In type I (n = 31, 32.9%) patients, the ventral skin and dartos fascia were contracted while Buck's fascia and the urethra was normal, in some (7 cases) scrotal skin extended to the ventral portion of penis (webbed penis). In type II (n = 45, 47.9%), contracture of Buck's fascia was evident and the thickening fibrotic tissue constituted the chief obstacle to orthoplasty, though in some skin was shortened. In type III (n = 6), the dorsal and ventral sides of the corpora cavernosa were disproportionated, and the morphologically normal urethra tightly adhered to the ventral aspect of corpora cavernosa. In some cases ventral skin and fascia were contracted, but orthoplasty could not be achieved through releasing these layers. In type IV (n = 12, 12.8%), the distal urethra was paper-thin and lacking corpus spongiosum, or dense fibrotic bands were found to be deep to the urethra. The urethra tethered the corpora cavernosa and formed a bow-to-string relation. The overlying skin and fascia were contracted in varying degrees while none had significance in straightening the penis. After operation, the length of penis increased to 6.9 cm from 5.2 cm on average and the chordee was corrected to 1.6 degrees from 42.6 degrees before operation on average. The patients were followed up 1 months to 15 years. The results were satisfactory. Chordee remained in 2 cases, fistula and urethral stricture occurred in 2 cases respectively, fistula in association with urethral stricture and diverticulum in 1 case; the operation was given again and the results was satisfactory.
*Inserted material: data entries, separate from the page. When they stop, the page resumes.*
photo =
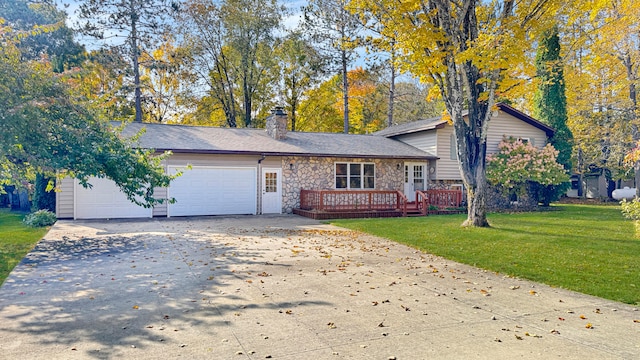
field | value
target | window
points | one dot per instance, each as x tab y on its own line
270	182
527	141
355	176
453	152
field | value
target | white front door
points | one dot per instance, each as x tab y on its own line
414	179
271	191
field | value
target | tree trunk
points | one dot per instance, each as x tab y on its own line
477	198
23	195
294	108
136	64
392	90
345	91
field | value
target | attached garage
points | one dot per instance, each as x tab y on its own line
104	200
212	190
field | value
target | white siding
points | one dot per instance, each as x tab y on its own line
446	168
64	199
425	141
507	125
160	209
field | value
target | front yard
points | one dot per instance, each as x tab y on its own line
587	248
16	240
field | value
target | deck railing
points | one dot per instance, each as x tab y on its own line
352	200
444	198
378	200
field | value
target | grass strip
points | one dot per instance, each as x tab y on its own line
16	240
586	248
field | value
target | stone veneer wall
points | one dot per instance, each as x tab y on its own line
318	173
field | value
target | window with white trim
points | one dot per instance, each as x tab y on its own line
355	176
453	150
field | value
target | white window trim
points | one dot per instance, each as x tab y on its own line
362	177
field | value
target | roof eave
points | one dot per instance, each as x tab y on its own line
526	118
417	130
268	153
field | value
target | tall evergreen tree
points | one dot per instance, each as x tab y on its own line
138	22
550	102
550	105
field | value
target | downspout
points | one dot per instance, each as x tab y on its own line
259	189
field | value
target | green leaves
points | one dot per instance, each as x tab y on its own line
44	131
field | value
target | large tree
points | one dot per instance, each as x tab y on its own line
603	74
468	49
335	31
550	105
132	24
231	44
45	131
56	43
301	67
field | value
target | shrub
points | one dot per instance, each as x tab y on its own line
518	163
630	209
44	198
40	218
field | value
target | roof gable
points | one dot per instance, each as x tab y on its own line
436	123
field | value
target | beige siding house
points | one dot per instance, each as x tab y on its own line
257	171
436	137
247	171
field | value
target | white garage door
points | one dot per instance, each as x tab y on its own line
213	191
105	201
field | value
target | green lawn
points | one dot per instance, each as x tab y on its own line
16	240
587	248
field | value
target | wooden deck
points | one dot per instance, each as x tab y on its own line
351	204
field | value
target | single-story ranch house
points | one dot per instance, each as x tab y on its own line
256	171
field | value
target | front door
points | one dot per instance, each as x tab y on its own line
271	191
414	179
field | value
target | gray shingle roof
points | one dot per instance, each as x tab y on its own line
200	139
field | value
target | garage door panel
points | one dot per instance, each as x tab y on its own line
105	200
213	191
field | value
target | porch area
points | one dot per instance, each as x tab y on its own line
349	204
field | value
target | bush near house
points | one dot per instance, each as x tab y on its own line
519	169
40	218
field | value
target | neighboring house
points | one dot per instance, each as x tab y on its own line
246	171
258	171
436	136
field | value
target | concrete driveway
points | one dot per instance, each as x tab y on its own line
284	287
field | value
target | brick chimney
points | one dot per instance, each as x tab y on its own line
277	123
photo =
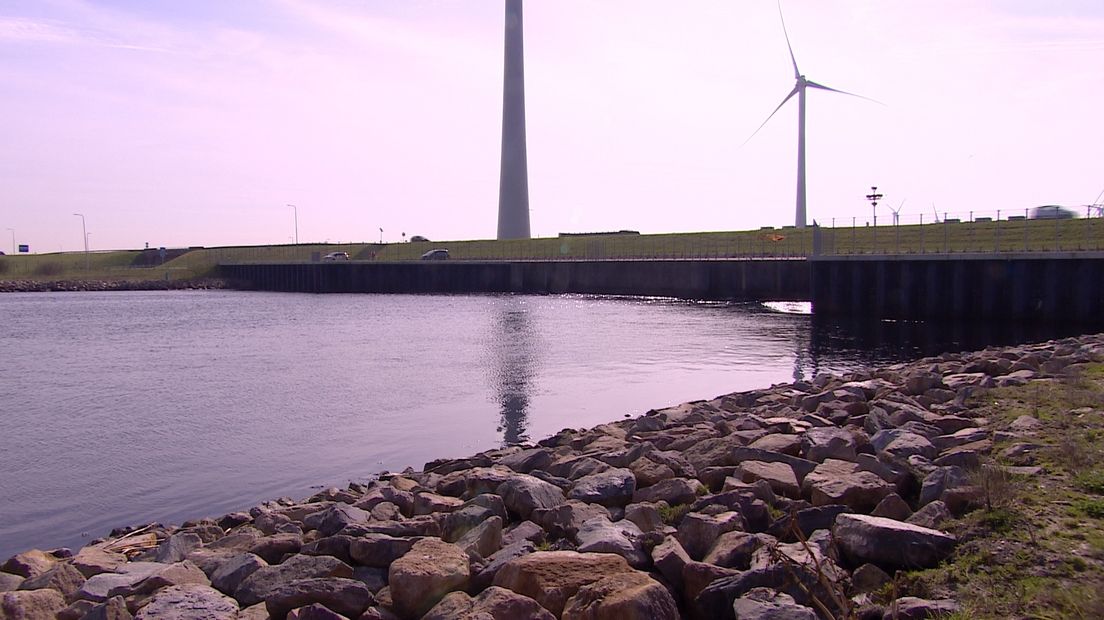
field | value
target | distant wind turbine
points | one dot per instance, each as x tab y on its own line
802	83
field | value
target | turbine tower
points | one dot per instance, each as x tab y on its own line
799	86
513	180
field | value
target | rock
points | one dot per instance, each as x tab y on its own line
829	442
347	597
911	608
484	540
669	559
274	548
62	577
869	578
93	560
552	577
629	596
733	549
624	538
492	604
564	520
9	581
230	574
673	491
611	488
379	549
31	605
779	476
189	602
889	543
315	611
424	575
176	548
29	564
114	608
697	532
523	493
746	608
892	506
931	515
842	482
264	580
779	442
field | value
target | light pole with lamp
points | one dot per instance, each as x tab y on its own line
84	230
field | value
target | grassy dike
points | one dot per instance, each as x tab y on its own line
1036	549
1023	235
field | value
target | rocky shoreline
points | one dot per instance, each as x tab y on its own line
64	286
795	501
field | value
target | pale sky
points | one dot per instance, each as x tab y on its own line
198	123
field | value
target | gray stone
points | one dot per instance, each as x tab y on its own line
430	570
230	575
842	482
889	543
522	494
263	581
492	604
624	538
611	488
176	548
628	596
189	602
31	605
673	491
829	442
347	597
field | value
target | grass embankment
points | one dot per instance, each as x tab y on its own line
1023	235
1037	548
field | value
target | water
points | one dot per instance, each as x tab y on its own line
129	407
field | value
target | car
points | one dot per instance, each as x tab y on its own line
438	254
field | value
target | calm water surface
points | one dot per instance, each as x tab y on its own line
128	407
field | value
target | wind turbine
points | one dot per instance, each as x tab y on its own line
799	86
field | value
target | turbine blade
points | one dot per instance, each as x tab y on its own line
788	46
823	87
792	93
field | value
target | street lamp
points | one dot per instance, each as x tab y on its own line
296	212
84	230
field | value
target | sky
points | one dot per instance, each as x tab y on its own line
181	124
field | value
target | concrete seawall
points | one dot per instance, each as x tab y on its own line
773	279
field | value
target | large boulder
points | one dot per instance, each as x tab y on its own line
189	602
842	482
628	596
611	488
624	538
428	572
347	597
264	580
552	577
890	544
31	605
492	604
522	494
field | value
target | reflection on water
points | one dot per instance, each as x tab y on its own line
513	352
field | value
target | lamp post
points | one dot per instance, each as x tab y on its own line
295	211
84	231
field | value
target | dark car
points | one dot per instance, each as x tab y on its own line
439	254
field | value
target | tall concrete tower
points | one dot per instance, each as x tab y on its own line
513	182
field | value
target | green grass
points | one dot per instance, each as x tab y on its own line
1027	235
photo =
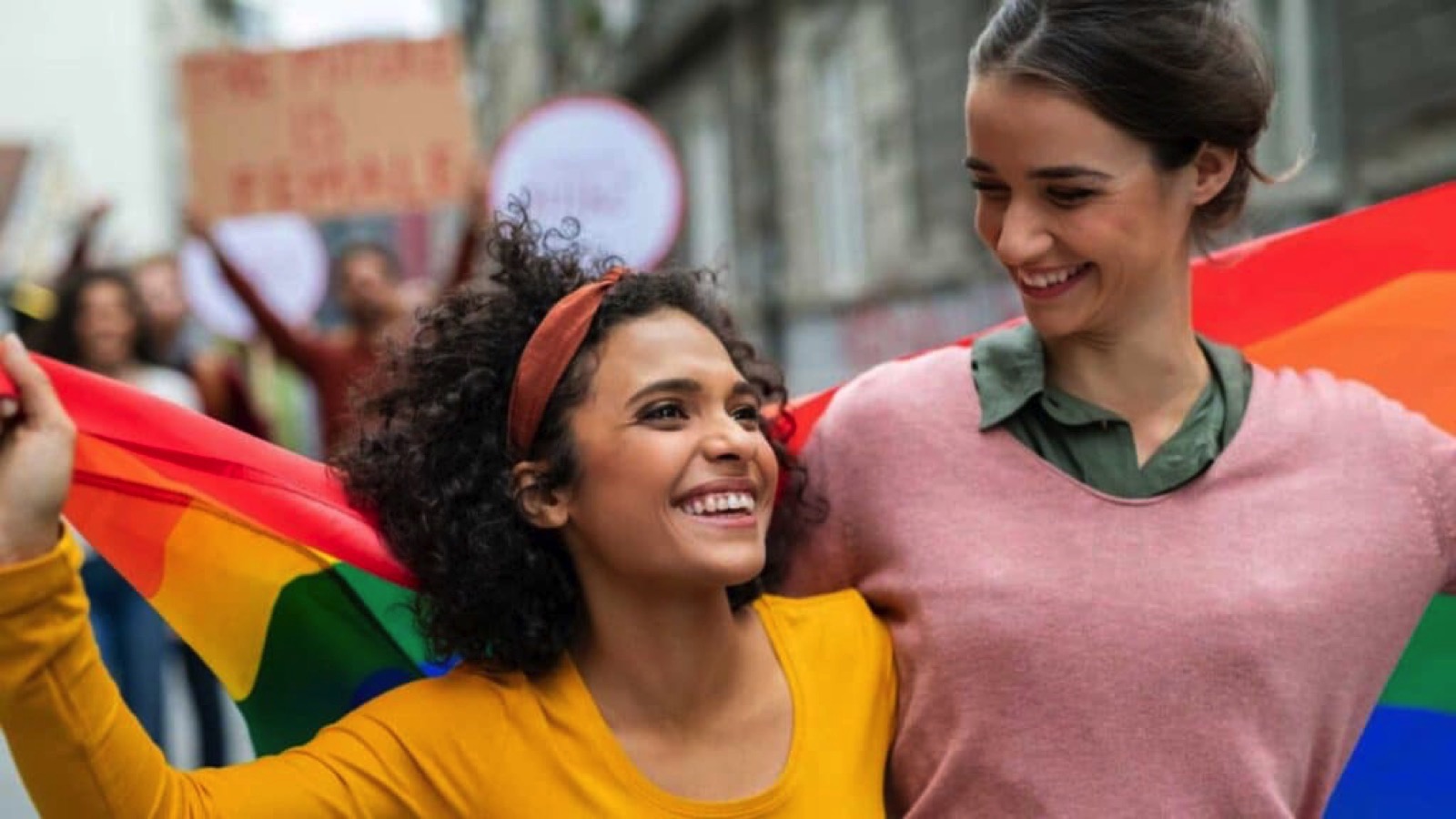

Patients with chordee without hypospadias may be divided into four types depending on which layer of the ventral penis constitutes the chief contribution to chordee. A systematic approach with repeated artificial erection tests is needed in determining the classification and surgical correction.
探讨小儿先天性阴茎下弯(无尿道下裂)的解剖学特点,并讨论其诊断与治疗。
1984年8月至2004年12月,四川大学华西医院收治的94例先天性阴茎下弯(无尿道下裂)患儿,对其解剖学改变进行分类分析。年龄18个月至13岁(平均6.9岁)。94例患儿分为4组。术中通过人工勃起,脱套后阴茎伸直者为Ⅰ型(皮肤束缚型);Buck筋膜内纤维化组织松解后阴茎伸直者为Ⅱ型(发育异常筋膜型);脱套及切除纤维化组织后尿道正常但阴茎矫形失败者为Ⅲ型(海绵体不均衡型);尿道发育异常束缚海绵体者为Ⅳ型(短尿道型)。
Ⅰ型(n = 31,32.9%)患儿,阴茎腹侧皮肤及肉膜收缩,Buck筋膜及尿道正常,部分(7例)阴囊皮肤延伸至阴茎腹侧(蹼状阴茎)。Ⅱ型(n = 45,47.9%),Buck筋膜挛缩明显,增厚的纤维化组织是阴茎矫形的主要障碍,部分患儿皮肤也有缩短。Ⅲ型(n = 6),海绵体背腹侧不均衡,形态正常的尿道紧密附着于海绵体腹侧。部分病例腹侧皮肤及筋膜收缩,但松解这些层次无法实现阴茎矫形。Ⅳ型(n = 12,12.8%),尿道远端菲薄,缺乏海绵体,或尿道深部有致密纤维化带。尿道束缚海绵体,形成弓弦样关系。覆盖其上的皮肤及筋膜不同程度收缩,对阴茎伸直均无明显作用。术后阴茎长度平均从5.2 cm增加至6.9 cm,阴茎下弯平均从术前42.6°矫正至1.6°。随访1个月至15年。结果满意。2例仍有阴茎下弯,2例分别出现尿瘘及尿道狭窄,1例尿瘘合并尿道狭窄及憩室;再次手术,效果满意。
先天性阴茎下弯(无尿道下裂)患儿可根据阴茎腹侧哪一层结构是导致阴茎下弯的主要因素分为4型。确定分型及手术矫正需要采用系统方法并反复进行人工勃起试验。